Bernard leant against the warm rock, took off his shoes and socks and wiggled his toes in the grey sand. The pebbles formed a pool where the water could catch
its breath before continuing along its course, foaming at the mouth. Dragonflies flitted across the surface and sometimes you might see a trout circling in the clear water below. They were beautiful, the dragonflies, as delicate and glittery as Tinkerbell. The trout were pretty too; so gentle, so shiny, so alive. Once he had caught one in his hand. That was a moment he would never forget. It was like holding life itself between his fingers with its golden eyes, supple body, shimmering scales and gills that pulsed like pipe valves. He stroked it for a long time, too long. It bucked one last time and all that was left in his hands was a limp, motionless object. He had tried to put it back in the water but it had instantly capsized, baring its white belly to the sky. He had buried it tearfully, right there under the willow stump. Even after washing his hands ten times, it took two days to get rid of the smell of sludge. He never did it again.

No, this Monsieur Simon Marechall was no queer. He had invited him out because he liked him, simple as that. It was spending all her time shut away in that dump of a shop that made his mother see the dark side of everything. Anyway, he had known queers who were no worse than the people who didn’t like queers. All you had to do was say no. Once he had said yes, just to see what would happen. It was in the third year of secondary school and the boy’s surname was Gambin or Gamblin or something. Gamblin’s dick had the same effect on him as the trout between his hands. He let it go. Gamblin wanted to be a diver when he grew up. He swam like a fish. Everyone dreamt of being something then: diver, pilot, fireman or
farmer.
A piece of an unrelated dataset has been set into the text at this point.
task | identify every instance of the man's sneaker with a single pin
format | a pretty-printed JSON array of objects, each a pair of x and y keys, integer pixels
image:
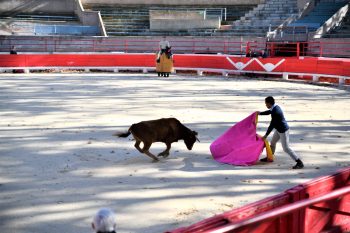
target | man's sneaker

But Bernard had never found his calling.

‘What do you want to do for a living?’

‘Dunno.’

Having miraculously got to the end of the fourth year, borne along like a stowaway, he was advised to take the vocational route, not being academically inclined. Baking, hairdressing, mechanics, plumbing – he was happy to have a go at anything, only nothing went right. However hard he tried, however much he concentrated, nothing went in. Sometimes he thought he had understood, but he was so used to being taken for an idiot that when things seemed too straightforward, he undid everything he had done and it would all go to pot. It was only during his military service that he finally achieved something, passing his driving test first time. It was the best day of his life – well, not the whole day. That night, after celebrating with some mates, he had gone joy-riding in a Jeep and ended up inside for two weeks. It was still a good memory though. The best. In truth, he had no other memories to speak of, just little things like the trout, Gamblin’s dick, random bits and pieces that resurfaced now and then for him to toy with in his head, the way a baby plays with its feet. Mostly, though, each day just wiped out the day before.

A fly landed on his knee. It was young and quivering with energy. In a fraction of a second, Bernard held it captive under his hand. He could feel it batting around inside. It tickled. Slowly he spread his fingers and the insect zigzagged away. When it came to catching flies, he was unbeatable. Shame you couldn’t make a career out of it.

He stood up and looked for a really flat pebble. Skimming stones was another of his talents. The pebble glanced across the surface of the water like a flying saucer, bouncing six times before reaching the opposite bank. It was a hot day. He took his clothes off and lay in the current, holding his injured hand up towards the sky like a periscope so as not to get the bandage wet. He wasn’t thinking about anything now. It was just nice to dissolve into the water.